Itu mengapa saat malam Rebo Wekasan kita dianjurkan untuk berdiam diri di rumah sambil memanjatkan doa kepada Allah SWT.
3. Dianggap Dapat Mendatangkan Musibah
Dalam kepercayaan masyarakat Arab kuni, Rebo Wekasan dianggap sebagai hari diturunkannya bala musibah untuk setahun (Rebo Wekasan). Sehingga dianjurkan untuk mengingat Allah dan banyak beristigfar, dilarang bepergian jauh kecuali ada keperluan yang mendesak.
Advertisement
Asal-Usul Rebo Wekasan
Rebo wekasan tentunya mempunyai makna untuk masyarakat di Indonesia, sebab hari tersebut menjadi hari yang diingat sebagai sebuah kepercayaan dalam melakukan suatu amalan.
Rebo wekasan biasanya dirayakan oleh beberapa masyarakat di Indonesia. Dalam Islam sendiri, Rebo Wekasan dipercayai sebagai hari pertama Nabi Muhammad SAW sakit hingga beliau meninggal dunia.
Adapun manfaat dari tradisi ini diketahui sebagai suatu amalan atau usaha untuk meminta doa kepada Allah agar bisa menjauhkan dirinya dari segala penyakit dan musibah.
Rebo wekasan sendiri mempunyai asal usul bahwa awalnya tradisi ini dilaksanakan pada masa dakwah dari Wali Songo, di mana banyak ulama yang mengungkapkan bahwa pada bulan Safar, Allah SWT menurunkan lebih 500 macam penyakit.

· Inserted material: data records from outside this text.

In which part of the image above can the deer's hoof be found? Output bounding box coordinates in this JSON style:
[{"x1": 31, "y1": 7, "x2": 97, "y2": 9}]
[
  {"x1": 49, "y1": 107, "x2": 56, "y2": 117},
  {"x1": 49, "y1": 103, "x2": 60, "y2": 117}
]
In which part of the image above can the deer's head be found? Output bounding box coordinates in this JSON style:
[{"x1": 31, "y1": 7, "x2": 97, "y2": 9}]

Adapun pada saat itu cara untuk mengantisipasi dalam menghindari terkena penyakit dan musibah, para ulama melakukan ibadah sebanyak-banyaknya. Serta berdoa untuk meminta Allah agar menjauhkan diri dari segala penyakit dan musibah yang diturunkan pada hari Rabu terakhir bulan Safar.
Tradisi rebo wekasan lah yang dilakukan untuk menghindari hal tersebut. Adapun beberapa umat Islam di Indonesia pun masih terus melestarikan tradisi tersebut. Setiap daerah di Indonesia mempunyai cara yang berbeda-beda dalam melaksanakan tradisi tersebut.
Penjelasan Rebo Wekasan atau Rabu Terakhir Bulan Safar Menurut Buya Yahya
Pengasuh Lembaga Pengembangan Dakwah (LPD) Al-Bahjah KH Yahya Zainul Ma’arif atau Buya Yahya mengatakan, tidak ada petunjuk dari Rasulullah SAW bahwa harus mengamalkan amalan di Rebo Wekasan atau Rabu terakhir bulan Safar.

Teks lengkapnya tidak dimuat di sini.